付かず離れずの関係ならトラブルに巻き込まれずに済んで、楽だったからだ。
「友情ごっこの時間は終わったか?」
「悪いが、ごっこでもなければ、終わってもない」
仲間から送り出され、龍園と対峙し、あの人の言葉を思い出す。
『力を持っていながらそれを使わないのは愚か者のすることだ』
ただの傍観者だった俺を変えてくれた言葉。
この学校に来てからは、苦手な人付き合いをしてみたり、クラスのサブリーダーのような役割も務めてみたりと、この一年を振り返ると随分らしくなかったが――なるほど、俺は思っていた以上にBクラスを、この環境を気に入っていたようだ。
「クク、そんな熱くなる野郎だったか。試合前に笑わせてくるとは大した戦術だ」
「それで油断してくれるなら俺のことはいくらでも笑らえばいい」
入学以前の俺ならたとえ勝つだけの力があっても無駄な争いは避け、龍園なんて面倒な相手との対峙は避けただろう。
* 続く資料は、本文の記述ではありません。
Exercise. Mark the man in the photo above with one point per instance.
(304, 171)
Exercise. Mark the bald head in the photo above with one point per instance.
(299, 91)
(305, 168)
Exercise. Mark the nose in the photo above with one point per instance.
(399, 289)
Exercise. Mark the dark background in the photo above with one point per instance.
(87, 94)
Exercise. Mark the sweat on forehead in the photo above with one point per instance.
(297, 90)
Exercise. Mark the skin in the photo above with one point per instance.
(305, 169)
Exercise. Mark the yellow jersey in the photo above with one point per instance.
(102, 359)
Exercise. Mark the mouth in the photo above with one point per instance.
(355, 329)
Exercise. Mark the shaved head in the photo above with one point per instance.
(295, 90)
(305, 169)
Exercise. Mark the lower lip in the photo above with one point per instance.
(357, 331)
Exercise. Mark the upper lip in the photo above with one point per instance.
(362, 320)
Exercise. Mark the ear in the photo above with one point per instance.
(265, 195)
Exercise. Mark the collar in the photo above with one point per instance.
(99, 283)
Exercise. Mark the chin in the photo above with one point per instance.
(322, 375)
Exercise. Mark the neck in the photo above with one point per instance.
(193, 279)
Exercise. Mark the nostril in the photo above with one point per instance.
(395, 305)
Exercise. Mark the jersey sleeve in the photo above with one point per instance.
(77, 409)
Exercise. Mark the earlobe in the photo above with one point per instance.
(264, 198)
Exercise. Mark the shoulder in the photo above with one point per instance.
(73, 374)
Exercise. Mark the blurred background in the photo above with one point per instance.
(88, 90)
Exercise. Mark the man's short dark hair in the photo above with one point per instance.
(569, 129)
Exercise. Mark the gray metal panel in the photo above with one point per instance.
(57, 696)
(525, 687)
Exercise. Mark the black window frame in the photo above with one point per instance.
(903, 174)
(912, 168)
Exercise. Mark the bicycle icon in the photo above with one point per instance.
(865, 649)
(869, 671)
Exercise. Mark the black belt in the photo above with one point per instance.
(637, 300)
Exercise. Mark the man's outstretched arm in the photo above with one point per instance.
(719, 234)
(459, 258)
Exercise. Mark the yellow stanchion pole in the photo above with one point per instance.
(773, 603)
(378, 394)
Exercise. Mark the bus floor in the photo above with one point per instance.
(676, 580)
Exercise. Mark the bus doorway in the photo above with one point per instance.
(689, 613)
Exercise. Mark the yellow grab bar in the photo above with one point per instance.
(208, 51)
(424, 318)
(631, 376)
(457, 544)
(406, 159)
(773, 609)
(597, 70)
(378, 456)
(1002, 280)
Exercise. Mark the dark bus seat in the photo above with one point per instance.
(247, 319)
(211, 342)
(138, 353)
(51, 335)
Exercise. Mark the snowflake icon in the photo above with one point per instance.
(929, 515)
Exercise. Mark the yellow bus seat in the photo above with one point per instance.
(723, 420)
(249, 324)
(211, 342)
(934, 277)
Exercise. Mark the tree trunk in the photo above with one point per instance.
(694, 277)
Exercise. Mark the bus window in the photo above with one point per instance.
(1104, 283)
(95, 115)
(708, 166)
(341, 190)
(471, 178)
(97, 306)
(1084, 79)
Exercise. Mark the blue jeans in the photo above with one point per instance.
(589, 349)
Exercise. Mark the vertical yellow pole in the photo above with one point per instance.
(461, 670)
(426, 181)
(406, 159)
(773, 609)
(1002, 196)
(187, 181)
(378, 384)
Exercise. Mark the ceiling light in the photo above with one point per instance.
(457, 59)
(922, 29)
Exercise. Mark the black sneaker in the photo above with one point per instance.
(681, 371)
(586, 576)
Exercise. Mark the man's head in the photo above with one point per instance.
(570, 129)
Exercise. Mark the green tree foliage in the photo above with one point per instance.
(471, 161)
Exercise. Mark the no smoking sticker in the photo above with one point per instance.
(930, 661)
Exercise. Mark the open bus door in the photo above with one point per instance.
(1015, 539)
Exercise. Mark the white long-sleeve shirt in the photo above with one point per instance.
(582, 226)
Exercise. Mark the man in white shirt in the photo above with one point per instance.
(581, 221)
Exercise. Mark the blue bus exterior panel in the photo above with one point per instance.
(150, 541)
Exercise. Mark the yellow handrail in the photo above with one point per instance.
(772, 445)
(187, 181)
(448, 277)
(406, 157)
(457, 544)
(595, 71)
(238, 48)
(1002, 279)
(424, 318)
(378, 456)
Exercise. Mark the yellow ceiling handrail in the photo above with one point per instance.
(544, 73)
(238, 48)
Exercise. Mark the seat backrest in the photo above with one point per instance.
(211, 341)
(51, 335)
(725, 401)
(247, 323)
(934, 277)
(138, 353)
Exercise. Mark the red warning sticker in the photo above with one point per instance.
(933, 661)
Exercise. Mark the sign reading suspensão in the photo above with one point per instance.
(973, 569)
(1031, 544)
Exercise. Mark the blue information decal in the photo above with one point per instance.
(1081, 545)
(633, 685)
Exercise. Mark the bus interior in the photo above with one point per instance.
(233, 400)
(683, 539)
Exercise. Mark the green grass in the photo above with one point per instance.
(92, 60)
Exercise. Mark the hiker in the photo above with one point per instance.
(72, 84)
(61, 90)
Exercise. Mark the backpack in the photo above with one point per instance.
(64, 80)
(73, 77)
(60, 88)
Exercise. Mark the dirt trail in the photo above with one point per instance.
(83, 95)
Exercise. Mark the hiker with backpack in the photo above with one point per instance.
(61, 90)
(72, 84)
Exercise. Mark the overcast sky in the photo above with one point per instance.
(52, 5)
だが今の俺は、ここで愚か者になりたくないと、心の底から思えている。
「……前言撤回するぜ、神崎。良い面構えだ」
「それを体感するのはこれからだ、龍園」
龍園の表情から笑みが消え、こちらも気を引き締める。
「はじめ!」
俺たちにとっての負けられない戦いが始まった。
空手のルールが想像以上に難しく、付け焼刃の知識ですので、恐らく経験者の方から見ると違和感がありそうですが、温かく見過ごしてくださると幸いです……。